El conflicto postelectoral del 2006 acabó por arruinar la imagen de México en el mundo justo cuando Brasil no sólo consolidaba su ascenso político y económico, de la mano de Lula, sino su marca internacional: una imagen de solvencia financiera, visión social y pericia internacional que acabó por borrar del mapa a un México que entonces se lanzaba desmañadamente en una "guerra contra el narco" que, tras seis años de combates y más de 60 mil muertos, se ha revelado como un gigantesco fracaso.  

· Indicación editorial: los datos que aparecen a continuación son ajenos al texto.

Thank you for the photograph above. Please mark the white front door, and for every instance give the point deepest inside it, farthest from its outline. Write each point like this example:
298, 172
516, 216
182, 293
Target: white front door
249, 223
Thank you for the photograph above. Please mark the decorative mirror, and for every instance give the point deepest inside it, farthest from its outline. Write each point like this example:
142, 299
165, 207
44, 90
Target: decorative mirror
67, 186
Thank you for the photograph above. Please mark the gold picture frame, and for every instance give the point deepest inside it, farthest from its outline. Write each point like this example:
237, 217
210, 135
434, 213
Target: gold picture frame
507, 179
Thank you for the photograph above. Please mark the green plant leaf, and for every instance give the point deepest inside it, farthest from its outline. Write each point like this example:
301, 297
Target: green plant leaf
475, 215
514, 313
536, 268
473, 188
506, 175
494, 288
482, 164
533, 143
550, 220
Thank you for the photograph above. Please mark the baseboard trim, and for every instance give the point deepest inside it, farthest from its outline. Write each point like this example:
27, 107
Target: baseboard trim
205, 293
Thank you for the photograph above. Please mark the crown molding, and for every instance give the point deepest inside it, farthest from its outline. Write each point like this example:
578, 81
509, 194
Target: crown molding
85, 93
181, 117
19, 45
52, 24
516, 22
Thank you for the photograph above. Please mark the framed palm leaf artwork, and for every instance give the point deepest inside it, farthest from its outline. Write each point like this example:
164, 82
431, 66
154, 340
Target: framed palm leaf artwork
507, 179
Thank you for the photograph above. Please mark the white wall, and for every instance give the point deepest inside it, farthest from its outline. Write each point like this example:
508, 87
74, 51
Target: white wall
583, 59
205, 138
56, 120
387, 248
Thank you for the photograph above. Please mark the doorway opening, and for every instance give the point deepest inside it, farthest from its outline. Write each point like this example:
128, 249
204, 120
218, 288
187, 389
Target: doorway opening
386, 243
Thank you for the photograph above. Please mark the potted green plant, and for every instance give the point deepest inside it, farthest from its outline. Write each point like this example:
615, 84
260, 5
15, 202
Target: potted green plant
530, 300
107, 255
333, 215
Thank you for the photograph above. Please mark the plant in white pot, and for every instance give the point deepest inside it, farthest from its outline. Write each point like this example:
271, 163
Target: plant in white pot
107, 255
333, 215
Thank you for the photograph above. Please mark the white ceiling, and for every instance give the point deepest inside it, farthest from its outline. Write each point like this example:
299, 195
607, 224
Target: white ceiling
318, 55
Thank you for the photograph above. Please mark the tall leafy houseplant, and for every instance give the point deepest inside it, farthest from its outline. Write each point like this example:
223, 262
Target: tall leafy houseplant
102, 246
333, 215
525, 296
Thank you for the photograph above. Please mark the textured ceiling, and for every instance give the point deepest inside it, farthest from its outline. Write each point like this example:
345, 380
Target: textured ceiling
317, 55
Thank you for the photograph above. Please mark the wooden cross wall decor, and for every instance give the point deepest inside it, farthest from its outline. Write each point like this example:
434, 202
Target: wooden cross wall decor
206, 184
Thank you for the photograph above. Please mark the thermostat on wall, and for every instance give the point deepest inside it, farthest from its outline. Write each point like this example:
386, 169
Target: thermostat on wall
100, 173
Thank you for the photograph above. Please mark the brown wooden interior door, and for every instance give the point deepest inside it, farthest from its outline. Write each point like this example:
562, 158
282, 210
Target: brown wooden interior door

Nunca como ahora la idea de México en el mundo ha estado tan devaluada: frente a la admiración que continúa despertando la variedad y riqueza de su cultura, se anteponen las imágenes de violencia e impunidad asociadas con las mujeres de Ciudad Juárez, las cabezas cortadas y los cuerpos desnudos en los puentes, las narcomantas y los narcobloqueos y, sobre todo, la abrumadora incapacidad del gobierno en materia de seguridad pública. Para colmo, según estadísticas recientes, ni siquiera en términos económicos el PAN ha alcanzado el menor éxito en 12 años. De los 18 países evaluados en América Latina, México ocupa el lugar 17 en términos de crecimiento en la última década, sólo por arriba de El Salvador. Y, lo que es más grave: es de los pocos, al lado de El Salvador, República Dominicana y Costa Rica, donde el número de pobres ha aumentado (un 1.3%  según datos de CEDLAS y el Banco Mundial).

El regreso del PRI al poder en el 2012 no ha contribuido a mejorar esta imagen, no sólo por su largo historial de corrupción y autoritarismo, recordado por todos los diarios del mundo, sino por las denuncias de compra y coacción al voto. Es una lástima, porque otra vez existen condiciones para que nuestro país recupere su sitio en el mundo: posee una economía estable, las perspectivas de crecimiento se mantienen a la alza y, frente a la debacle de España, tendría la ocasión de asumir el liderazgo de las naciones hispanohablantes. Pero, mientras nuestra clase política se mantenga tan ciega y torpe como hasta ahora, no podemos esperar que México deje de representar otra cosa que una gloria pasada y una oportunidad perdida.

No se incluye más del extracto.